Аптека на улице Цандера труды прекратила. Ее сразу же закрыла санэпидемстанция. Разумные головы из проверяющих и вообще удивились. Как это аптеку устроили в здании, для ее существования непригодном? Михаила Никифоровича освободили от долга. Однако новую аптеку ему не предложили. Возможно, при решении его судьбы произносились слова: «Это который Стрельцов? Который аптеку затопил? Ну ясно…» Вода из парикмахерской и в будущем могла плескаться в делах Михаила Никифоровича. И стал опять Михаил Никифорович просто аптекарем.
Когда он им стал, Мадам Тамара Семеновна и написала заявление о разводе.

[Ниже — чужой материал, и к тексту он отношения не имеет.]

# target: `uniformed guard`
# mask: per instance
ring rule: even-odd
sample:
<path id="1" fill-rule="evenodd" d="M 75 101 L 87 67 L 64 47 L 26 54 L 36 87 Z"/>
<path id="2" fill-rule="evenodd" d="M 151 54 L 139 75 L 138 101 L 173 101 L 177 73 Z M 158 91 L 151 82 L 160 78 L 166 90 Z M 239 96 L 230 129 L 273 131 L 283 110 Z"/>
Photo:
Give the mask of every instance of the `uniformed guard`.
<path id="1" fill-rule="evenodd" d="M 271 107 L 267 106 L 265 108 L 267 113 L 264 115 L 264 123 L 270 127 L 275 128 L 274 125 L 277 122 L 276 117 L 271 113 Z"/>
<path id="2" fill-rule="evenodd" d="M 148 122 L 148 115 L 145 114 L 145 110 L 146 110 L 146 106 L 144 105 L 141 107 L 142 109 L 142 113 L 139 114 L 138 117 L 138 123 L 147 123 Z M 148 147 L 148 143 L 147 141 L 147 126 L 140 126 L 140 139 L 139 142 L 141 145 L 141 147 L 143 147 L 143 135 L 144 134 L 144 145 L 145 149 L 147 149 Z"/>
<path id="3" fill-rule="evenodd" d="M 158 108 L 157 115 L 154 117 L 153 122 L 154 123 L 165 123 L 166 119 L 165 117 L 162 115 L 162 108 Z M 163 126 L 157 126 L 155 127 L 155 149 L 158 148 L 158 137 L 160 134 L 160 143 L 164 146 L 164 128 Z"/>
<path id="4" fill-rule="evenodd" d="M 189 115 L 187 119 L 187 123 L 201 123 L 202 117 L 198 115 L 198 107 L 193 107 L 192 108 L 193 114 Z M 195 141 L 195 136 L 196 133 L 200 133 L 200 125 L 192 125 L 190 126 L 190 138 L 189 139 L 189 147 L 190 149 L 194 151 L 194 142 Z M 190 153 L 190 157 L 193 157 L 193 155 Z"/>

Во дни разбирательства потопа она давала Михаилу Никифоровичу понять, что все, конец, однако чего-то и ждала. Поступка ли какого необыкновенного Михаила Никифоровича, вмешательства ли судьбы либо вмешательства неизвестного ей влиятельного лица. Но нет, ничего не случилось. Михаил Никифорович опустился на прежний собственный знаменатель, определенный, видимо, ему обстоятельствами жизни, и застыл на нем. При размене квартиры Михаил Никифорович остался в одиночестве, чувство же его вины перед Тамарой Семеновной обострилось… Сначала он полагал уехать из Москвы и оставить Мадам всю квартиру. Но куда уехать? К матери в Ельховку? А что делать там?.. Вскоре Мадам удачно съехалась с родителями (кстати, отец Мадам, бывший тесть Михаила Никифоровича, волосы имел густые, хоть стриги их на носки, и не нуждался в бироксане). И вышло так, что Мадам не потеряла ни метра. Однако и известие об этом не слишком успокоило Михаила Никифоровича. Он не переставал отчитывать себя за слабость и малодушие. Ну ладно, не может быть он пронырой, но деловым-то и гибким мужчиной он должен стать. Приятно ли жить мямлей и рохлей, когда вокруг тебя – чаще всего – именно деловые и гибкие мужчины и женщины? И что толку от его доброты и жалости, коли он своей добротой и жалостью облегчает жизнь людям недобросовестным и безответственным. Ладно, у Чесноковой – дочки, но ведь и ей самой надо было иметь голову на плечах… Получалось к тому же, что он в конце концов не был добр к Мадам. Нет, порой он старался угодить ей и что-то предпринимал. Случалось такое. Но не мог поломать в себе нечто, хотя и намерен был поломать. А проводив Мадам в новую жизнь, он и вовсе махнул рукой на многое. А-а-а!.. Пусть все идет как идет.